五代雄介 @Eric_Ridel 2010年12月25日
少女時代の躍進や魅力を知りたい人には、http://togetter.com/li/69933のまとめもおすすめです。
pakesis @pakesis 2010年12月25日
RT @cxxmpx: サッカー的にはハイコンテクスト(最近の日本映画、AKB)=Jリーグ、ローコンテクスト(外国映画、K-POP)=W杯や海外のビッグクラブって感じか。所謂「海外厨」のJリーグに対する態度と映画好きの人の「踊る」に対する態度が同じだとするとそりゃ話合わないわな、と個人的に納得。
santa_cu @santa_cu 2010年12月25日
少女時代やKARAの深読みが無くても楽しめるっていうのはハイコンテクストじゃないか?
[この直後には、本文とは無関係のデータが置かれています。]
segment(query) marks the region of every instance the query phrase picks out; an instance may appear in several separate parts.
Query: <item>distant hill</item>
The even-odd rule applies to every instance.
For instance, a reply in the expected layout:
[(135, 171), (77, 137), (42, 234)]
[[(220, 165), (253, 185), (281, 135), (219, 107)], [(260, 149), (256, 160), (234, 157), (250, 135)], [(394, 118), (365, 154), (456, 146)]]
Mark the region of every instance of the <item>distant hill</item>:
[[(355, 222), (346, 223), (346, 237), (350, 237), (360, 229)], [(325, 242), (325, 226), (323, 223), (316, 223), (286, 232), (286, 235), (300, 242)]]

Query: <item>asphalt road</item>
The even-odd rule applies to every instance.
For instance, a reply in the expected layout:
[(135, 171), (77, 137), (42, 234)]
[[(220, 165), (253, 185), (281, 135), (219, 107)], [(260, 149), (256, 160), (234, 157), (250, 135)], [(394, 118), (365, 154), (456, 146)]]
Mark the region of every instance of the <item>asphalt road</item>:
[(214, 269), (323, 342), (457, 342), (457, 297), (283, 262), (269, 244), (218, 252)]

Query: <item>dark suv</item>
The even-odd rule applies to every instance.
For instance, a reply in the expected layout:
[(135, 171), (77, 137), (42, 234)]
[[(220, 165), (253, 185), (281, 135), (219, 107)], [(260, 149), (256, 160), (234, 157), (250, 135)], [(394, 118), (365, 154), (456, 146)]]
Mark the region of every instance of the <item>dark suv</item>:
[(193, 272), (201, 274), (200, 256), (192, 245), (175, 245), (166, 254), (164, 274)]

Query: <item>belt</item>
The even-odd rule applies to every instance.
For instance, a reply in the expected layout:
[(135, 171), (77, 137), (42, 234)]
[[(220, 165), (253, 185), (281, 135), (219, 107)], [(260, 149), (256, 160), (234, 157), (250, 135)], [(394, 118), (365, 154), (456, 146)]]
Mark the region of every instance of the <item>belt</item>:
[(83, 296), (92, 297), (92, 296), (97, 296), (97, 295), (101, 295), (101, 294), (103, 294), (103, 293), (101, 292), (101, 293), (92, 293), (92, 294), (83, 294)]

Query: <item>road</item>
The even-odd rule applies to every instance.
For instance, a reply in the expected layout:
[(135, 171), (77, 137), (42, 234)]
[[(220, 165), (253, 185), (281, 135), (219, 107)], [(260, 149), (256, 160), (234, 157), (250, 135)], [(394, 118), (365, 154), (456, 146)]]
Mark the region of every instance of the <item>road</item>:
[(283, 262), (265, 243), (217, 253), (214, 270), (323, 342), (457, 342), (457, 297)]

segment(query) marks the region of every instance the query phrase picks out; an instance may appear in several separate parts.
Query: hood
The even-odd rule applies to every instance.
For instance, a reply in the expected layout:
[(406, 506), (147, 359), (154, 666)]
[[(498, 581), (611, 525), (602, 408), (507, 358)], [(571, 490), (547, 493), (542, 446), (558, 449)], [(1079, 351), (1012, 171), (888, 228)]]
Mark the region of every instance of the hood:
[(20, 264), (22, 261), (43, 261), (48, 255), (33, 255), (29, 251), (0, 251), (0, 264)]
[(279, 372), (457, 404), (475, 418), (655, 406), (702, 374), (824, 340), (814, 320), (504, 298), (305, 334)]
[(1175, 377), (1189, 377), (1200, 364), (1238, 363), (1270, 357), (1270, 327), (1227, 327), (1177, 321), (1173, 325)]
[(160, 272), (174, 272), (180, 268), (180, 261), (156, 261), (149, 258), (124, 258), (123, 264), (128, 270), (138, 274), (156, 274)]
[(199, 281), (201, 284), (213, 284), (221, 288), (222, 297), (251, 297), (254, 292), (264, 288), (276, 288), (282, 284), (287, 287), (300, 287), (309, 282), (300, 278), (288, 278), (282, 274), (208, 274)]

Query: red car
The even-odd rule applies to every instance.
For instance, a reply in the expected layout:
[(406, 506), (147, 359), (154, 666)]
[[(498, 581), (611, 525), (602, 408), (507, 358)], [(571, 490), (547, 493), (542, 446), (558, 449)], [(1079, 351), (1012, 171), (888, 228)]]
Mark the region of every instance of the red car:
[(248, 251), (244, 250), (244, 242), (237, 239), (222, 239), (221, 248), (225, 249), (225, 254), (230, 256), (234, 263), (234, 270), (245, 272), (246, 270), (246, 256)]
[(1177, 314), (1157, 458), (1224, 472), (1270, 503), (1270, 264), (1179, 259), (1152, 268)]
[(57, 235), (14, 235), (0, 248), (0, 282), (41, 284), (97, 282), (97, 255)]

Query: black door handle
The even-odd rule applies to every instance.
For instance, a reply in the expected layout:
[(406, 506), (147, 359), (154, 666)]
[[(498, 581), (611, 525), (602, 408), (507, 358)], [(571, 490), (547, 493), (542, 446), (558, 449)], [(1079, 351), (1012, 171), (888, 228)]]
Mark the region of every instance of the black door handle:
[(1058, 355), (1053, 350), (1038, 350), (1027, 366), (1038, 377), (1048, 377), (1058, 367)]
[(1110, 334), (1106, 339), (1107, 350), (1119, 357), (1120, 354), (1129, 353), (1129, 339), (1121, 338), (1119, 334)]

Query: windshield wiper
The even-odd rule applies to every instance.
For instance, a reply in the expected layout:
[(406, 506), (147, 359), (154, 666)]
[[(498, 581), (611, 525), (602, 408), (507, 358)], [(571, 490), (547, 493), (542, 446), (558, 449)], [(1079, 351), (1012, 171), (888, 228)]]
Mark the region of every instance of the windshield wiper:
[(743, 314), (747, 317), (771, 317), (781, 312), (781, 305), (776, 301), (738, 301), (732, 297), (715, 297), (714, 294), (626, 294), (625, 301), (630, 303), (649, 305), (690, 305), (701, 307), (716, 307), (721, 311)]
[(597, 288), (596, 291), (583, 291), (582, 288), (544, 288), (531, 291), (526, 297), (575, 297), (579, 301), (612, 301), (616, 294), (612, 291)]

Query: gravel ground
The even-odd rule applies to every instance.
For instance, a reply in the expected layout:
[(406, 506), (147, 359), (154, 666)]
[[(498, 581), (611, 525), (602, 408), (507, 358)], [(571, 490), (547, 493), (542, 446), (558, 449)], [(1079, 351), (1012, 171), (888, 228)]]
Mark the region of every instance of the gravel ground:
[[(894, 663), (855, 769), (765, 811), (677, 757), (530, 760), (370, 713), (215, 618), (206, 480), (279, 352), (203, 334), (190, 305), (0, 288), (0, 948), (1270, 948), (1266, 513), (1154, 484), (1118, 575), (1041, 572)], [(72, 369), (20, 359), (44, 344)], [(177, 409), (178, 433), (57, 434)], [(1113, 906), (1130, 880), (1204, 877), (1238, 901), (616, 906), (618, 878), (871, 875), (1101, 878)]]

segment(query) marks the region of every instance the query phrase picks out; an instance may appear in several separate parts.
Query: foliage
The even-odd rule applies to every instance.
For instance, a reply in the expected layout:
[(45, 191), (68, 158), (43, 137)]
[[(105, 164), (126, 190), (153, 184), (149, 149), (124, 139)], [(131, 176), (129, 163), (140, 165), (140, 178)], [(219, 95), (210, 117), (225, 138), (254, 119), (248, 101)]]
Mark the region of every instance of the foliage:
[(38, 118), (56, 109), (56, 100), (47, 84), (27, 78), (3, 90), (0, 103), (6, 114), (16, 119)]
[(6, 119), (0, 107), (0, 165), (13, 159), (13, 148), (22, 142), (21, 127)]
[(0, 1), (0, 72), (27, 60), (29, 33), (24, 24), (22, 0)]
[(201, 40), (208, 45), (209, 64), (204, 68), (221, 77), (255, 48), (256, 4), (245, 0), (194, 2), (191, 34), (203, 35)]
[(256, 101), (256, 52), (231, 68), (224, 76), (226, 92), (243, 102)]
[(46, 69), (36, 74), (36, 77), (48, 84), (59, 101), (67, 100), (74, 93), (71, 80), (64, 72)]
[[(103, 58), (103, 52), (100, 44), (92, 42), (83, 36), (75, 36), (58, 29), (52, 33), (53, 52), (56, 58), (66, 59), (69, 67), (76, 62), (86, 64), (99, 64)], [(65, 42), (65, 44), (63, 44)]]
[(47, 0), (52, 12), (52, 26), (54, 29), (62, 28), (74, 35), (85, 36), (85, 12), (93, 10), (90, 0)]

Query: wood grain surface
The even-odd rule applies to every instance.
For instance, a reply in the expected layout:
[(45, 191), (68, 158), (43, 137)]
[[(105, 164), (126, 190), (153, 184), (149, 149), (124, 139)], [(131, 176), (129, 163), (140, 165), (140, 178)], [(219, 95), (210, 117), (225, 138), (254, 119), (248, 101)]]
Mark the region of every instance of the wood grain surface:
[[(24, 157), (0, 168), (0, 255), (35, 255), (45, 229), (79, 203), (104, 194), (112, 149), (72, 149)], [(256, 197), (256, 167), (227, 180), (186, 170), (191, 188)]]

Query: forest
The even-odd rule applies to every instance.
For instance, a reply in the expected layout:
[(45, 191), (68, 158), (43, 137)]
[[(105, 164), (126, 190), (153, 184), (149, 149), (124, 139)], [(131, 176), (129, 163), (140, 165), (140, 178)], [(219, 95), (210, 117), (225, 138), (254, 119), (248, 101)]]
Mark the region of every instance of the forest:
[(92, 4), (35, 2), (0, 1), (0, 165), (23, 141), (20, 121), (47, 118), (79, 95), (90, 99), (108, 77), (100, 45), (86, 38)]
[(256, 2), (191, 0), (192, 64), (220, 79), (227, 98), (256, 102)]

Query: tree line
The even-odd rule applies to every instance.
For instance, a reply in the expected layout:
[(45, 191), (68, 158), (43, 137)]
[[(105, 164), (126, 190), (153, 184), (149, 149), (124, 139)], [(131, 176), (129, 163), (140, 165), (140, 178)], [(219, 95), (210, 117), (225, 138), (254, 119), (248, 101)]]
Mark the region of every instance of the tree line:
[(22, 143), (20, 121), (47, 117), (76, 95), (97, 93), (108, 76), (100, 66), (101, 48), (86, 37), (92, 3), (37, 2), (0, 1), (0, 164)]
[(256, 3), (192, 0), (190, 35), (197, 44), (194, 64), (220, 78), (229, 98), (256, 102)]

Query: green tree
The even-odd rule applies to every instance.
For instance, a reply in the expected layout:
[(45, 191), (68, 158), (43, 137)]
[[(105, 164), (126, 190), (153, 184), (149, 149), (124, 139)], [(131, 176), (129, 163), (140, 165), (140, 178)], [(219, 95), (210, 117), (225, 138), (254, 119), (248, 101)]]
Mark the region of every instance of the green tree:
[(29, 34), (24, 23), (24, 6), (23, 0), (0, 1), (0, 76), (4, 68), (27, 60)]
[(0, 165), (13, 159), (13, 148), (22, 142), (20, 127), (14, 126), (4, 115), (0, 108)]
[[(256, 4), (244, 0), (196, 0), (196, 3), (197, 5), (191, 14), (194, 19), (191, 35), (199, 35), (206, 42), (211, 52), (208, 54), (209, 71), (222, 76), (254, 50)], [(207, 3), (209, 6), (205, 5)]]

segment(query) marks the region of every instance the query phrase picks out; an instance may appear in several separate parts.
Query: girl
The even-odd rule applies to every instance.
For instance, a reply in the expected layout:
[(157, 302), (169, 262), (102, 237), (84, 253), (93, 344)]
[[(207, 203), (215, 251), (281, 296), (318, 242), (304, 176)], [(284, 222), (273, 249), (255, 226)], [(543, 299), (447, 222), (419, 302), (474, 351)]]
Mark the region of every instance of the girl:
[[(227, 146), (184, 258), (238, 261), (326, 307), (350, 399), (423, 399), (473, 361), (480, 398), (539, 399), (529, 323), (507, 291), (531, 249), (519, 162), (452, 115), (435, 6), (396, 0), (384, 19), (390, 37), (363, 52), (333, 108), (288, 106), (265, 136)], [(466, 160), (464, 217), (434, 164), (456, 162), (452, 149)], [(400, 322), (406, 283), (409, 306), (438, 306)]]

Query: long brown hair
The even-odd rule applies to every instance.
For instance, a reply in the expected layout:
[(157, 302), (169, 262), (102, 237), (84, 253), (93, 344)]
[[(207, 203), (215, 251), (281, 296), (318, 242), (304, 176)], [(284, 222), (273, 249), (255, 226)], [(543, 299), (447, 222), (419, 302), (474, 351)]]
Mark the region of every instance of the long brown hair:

𝚛𝚊𝚠𝚎𝚐𝚐🥚 - 𝚁𝚢𝚘𝚒𝚌𝚑𝚒 𝙺𝚊𝚝𝚘 @rawegg 2010年12月25日
日本≒ハイコンテクストという枠組みももう時代遅れじゃないかな。映画やTVドラマなんてハリウッドの方がよっぽどハイコンテクストだよ。
出目金 @iKomikitomoe 2010年12月25日
カタカナ祭りと聞いて。 もう日本語じゃなくていいんじゃない? 半分くらいカタカナじゃない。 読ませる気ないんじゃない。 イエスマン集める手段にしか見えない
maana1119 @maana1119 2010年12月25日
内輪のお約束を超えて伝播しうる強度を持った表現をハイ・コンテクストというんでしょ。コンテクストが何か根本的にわかってない。
1001 @00oo00oo00oo 2010年12月26日
同内容の他の人のツイートも一緒に纏まったこっちもよろしくです^^。 『J-POP×K-POP&日本映画×韓国映画からみる娯楽文化の対比』 http://togetter.com/li/82711
とり @rapidsoul 2010年12月27日
コンテクストっていう共有性パラメータが高いか低いかって話でしょw 前提や目指すものが違うから比べられないっていう
Isamu Suzuki @fucken0asshole 2010年12月31日
コンテクスト=文脈と考えれば夜露死。ところで日本人の作る短編映画ってどんなもんなんだろ。